The most likely case is that they also used "WPA-PSK/WPA2-PSK Mixed mode", leave cypher to "auto" and type your key in the box below. It should work.

By the way, 8 ???
I only see 5, including "none". (v.18.06.4)

As follows:

No Encryption
WEP Open System
WEP Shared Key

OK, "UNCLE". I give. I want to use only numbers. I can use WPA2-PSK ???

SO, I gulped, chose WPA2-PSK and added some encryption below and APPLIED and SAVED and it's working (for now). Thank you Community.

1 Like

Force CCMP (AES)
Enable key reinstallation

I don't know what Force CCMP (AES) is or the Enable key ...

I thank you for your help, but I need a non computer non network engineer solution.
I want the most basic, practical information. Not complexity.

Such as:

Select WPA2-PSK and use any character from 8 to 64 charcers. You can use, letters, numbers and symbols.

Nothing about UTF-8 or ASCII or ANSI.

I guessed as much, which is why I gave the most suitable answer without bombarding you with surplus information.

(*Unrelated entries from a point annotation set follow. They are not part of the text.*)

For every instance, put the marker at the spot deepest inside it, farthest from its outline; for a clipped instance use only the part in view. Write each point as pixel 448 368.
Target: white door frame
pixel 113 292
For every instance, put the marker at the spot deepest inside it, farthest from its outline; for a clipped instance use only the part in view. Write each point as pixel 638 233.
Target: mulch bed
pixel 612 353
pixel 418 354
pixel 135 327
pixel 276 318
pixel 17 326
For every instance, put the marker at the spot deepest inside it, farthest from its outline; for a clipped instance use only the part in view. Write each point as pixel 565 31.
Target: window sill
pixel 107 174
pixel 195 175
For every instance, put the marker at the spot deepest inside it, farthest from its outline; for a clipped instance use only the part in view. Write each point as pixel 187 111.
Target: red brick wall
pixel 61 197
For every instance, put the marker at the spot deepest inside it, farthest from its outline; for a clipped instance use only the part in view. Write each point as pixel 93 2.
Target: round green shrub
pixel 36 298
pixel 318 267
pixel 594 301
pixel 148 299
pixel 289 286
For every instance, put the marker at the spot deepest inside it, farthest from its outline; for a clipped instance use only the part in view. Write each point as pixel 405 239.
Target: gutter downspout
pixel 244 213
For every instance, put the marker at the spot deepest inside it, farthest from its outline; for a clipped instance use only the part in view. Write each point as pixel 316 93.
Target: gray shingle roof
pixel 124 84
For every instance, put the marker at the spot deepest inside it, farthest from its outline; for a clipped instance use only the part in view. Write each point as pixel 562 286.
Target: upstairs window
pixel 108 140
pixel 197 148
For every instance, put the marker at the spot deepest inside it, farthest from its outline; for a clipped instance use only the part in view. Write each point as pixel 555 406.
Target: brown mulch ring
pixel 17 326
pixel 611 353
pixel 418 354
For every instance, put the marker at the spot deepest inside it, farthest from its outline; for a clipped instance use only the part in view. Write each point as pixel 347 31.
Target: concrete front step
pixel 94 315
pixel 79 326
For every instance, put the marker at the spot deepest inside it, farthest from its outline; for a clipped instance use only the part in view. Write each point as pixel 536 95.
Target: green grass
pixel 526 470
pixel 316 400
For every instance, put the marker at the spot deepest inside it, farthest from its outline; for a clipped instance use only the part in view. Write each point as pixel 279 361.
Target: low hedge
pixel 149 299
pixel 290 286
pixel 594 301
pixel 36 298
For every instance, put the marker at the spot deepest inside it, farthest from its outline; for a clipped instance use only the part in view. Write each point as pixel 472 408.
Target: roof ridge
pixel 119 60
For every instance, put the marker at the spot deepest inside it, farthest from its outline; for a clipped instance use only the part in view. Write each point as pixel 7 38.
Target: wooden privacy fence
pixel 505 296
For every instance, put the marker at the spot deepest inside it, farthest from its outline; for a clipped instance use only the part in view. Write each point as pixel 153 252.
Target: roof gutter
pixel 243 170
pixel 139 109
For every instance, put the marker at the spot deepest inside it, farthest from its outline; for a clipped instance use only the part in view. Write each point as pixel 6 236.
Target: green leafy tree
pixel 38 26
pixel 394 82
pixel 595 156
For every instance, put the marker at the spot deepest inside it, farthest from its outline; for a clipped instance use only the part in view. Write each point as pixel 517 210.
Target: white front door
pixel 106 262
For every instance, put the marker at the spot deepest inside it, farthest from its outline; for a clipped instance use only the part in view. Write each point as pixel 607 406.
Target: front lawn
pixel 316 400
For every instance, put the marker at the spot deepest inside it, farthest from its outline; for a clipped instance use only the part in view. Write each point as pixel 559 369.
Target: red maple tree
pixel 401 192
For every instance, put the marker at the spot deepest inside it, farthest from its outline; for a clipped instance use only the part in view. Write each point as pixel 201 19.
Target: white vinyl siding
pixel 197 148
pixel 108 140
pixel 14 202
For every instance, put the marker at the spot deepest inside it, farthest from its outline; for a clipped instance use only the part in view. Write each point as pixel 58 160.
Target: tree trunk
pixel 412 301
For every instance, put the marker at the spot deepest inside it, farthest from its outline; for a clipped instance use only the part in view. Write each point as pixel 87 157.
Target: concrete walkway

But three options is too complex?

WPA2-PSK is the strongest password-based encryption among those choices. Use any character from 8 to 64 charcers. You can use, letters, numbers and symbols.

Force CCMP (AES) is the strongest cipher available among those choices. It's harder to break than TKIP.

Enable key reinstallation addresses a weakness in WPA and WPA2. WPA and WPA2 have a fundamental flaw in them, and this provides a workaround.

Set those three as indicated and you'll have the strongest password-based wireless encryption currently available on that firmware. It's not perfect, but someone would have to put in a lot of effort to break it.